Appel à contributions [see below for English version]

Depuis une trentaine d’années, les mémoires sont devenues omniprésentes dans l’espace public, et un objet d’étude pour l’histoire et les sciences sociales. Dans cet ensemble, les migrants occupent une place singulière. En France, ils ont été acteurs de ces mobilisations mémorielles, sans toujours le faire au nom de leurs origines. Dans le champ scientifique, des études portant sur les mémoires des migrations ont déjà permis d’éclairer un groupe ou un événement, mais leur historicisation reste encore largement à définir et à explorer.

L’approche par les mémoires des migrations permet d’envisager l’émigration et l’immigration, mais aussi les différentes catégories de migrants quel que soit leur statut. Par ailleurs, elle pose comme hypothèse la pluralité des mémoires selon les groupes, les motifs et les conditions de départ, les espaces d’installation, les époques. Enfin, elle laisse ouverte la définition de ce qui fait mémoire, par-delà l’expression des souvenirs individuels.
La première série de questionnements renvoie à la place des migrations dans cette résurgence des mémoires. Quelles mémoires des migrations s’expriment ici ? Comment s’articulent-elles à l’évolution générale du rapport au passé ? Est-ce qu’elles ressortent, comme ailleurs, d’une revendication de reconnaissance, voire de réparation ? Si on les confronte aux autres mobilisations mémorielles, est-ce qu’elles portent une temporalité singulière ? Des modalités d’expression et de transmission différentes ?

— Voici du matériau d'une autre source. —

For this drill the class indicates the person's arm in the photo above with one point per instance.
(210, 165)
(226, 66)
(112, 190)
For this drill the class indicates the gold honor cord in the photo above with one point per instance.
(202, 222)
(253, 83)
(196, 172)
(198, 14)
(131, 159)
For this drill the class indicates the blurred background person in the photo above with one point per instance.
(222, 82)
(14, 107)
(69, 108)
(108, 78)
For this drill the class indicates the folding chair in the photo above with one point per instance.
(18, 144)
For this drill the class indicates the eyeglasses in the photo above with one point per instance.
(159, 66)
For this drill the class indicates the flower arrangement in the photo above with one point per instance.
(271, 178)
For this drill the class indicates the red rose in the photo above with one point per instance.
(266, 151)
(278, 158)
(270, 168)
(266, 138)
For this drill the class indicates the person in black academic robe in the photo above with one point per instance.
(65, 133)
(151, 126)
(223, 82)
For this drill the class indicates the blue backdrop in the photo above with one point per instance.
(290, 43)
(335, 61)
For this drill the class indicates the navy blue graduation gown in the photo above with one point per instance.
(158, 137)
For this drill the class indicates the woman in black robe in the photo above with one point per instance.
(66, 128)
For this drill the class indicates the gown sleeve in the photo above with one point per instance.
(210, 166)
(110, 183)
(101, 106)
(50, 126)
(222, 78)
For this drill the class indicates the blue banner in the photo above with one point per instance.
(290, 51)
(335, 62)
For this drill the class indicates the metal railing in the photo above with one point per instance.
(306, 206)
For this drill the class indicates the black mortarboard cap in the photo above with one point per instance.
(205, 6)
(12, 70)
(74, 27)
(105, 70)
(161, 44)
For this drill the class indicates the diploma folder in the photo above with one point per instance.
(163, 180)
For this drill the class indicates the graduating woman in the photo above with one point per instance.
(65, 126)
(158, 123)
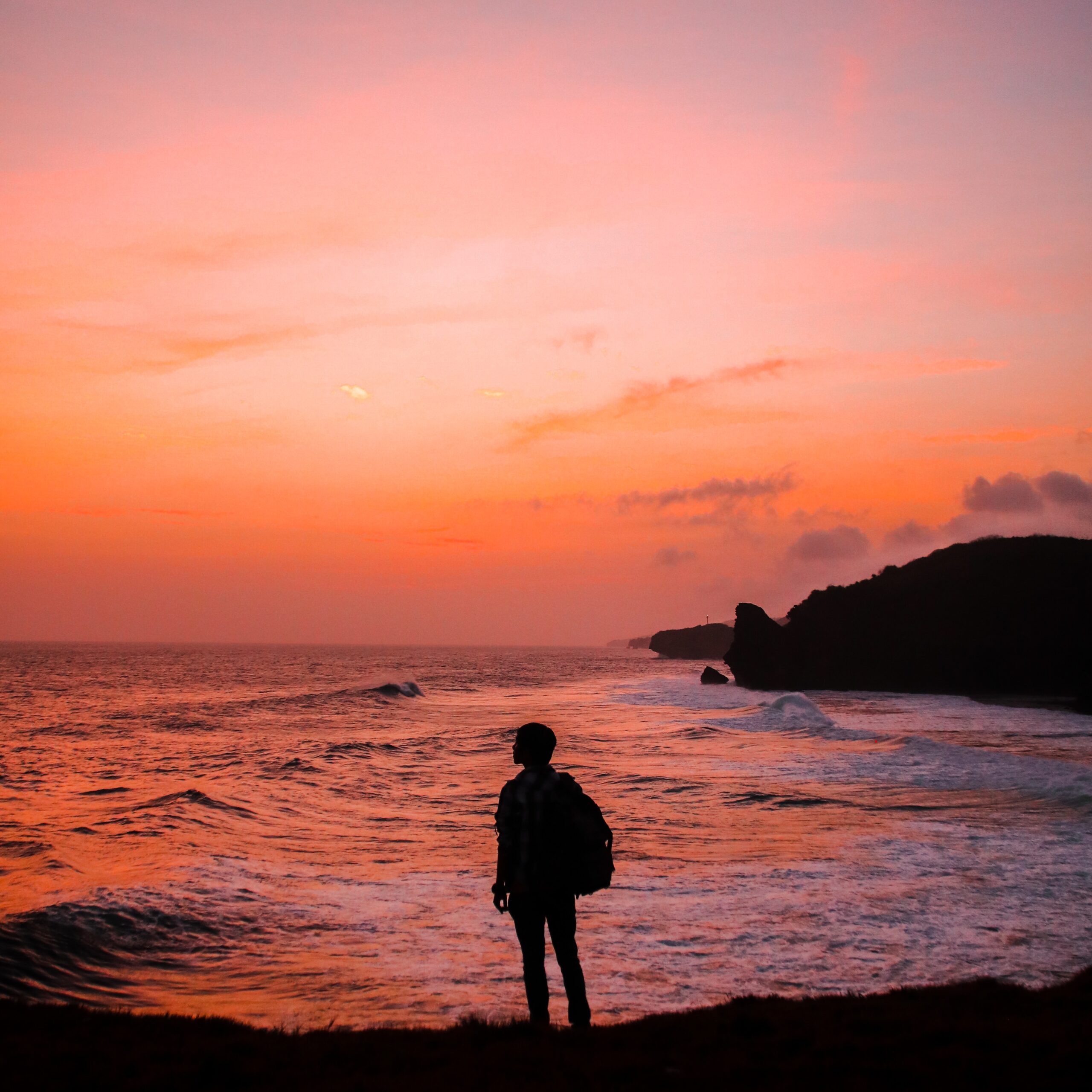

L’expression au présent de ces mémoires ne peut se comprendre sans être replacée dans un processus de plus longue durée, au cours duquel le rapport au passé a revêtu des formes différentes, qu’il s’agira également de saisir.

Mais au-delà de ces mobilisations contemporaines, il convient de réfléchir plus généralement au rôle tenu par la mémoire dans l’histoire des migrations depuis le XIXe siècle, notamment dans la formation des identités de groupe et dans la constitution de réseaux transnationaux et diasporiques.

Nous proposons de nourrir la réflexion autour de cinq axes, dont les frontières sont évidemment poreuses.

• Événement, temporalités et transmission
Le concept de génération constitue une interrogation centrale. Comment s’opère la transmission d’une génération à l’autre ? Dans le domaine des engagements, la mémoire fonctionne-t-elle comme un palimpseste, chaque génération imposant une mémoire qui efface les précédentes ? Est-ce qu’elle procède, à l’inverse, de l’héritage, chaque combat se nourrissant de ceux qui l’ont précédé ? Comment le passage de la génération de l’expérience à celles qui n’ont pas vécu l’événement, transforme la mémoire ? Enfin, on s’interrogera sur les transmissions d’une vague migratoire à l’autre : les groupes les plus récents élaborent-ils des pratiques mémorielles fondées sur celles de groupes mieux établis ? Il faudra sans doute distinguer les transmissions liées aux mobilisations en migration, de celles qui relèvent de son expérience intime. Dans ces transferts générationnels, la famille occupe-t-elle une place centrale ? Il peut paraître utile de reprendre ici la notion de « post-mémoire », définie par Marianne Hirsch dans le cadre des mémoires de la Seconde Guerre mondiale et de l’extermination des Juifs, pour l’élargir aux migrations. Enfin, on essaiera de réfléchir, dans une perspective comparatiste, au rapport à la mémoire des différentes vagues migratoires.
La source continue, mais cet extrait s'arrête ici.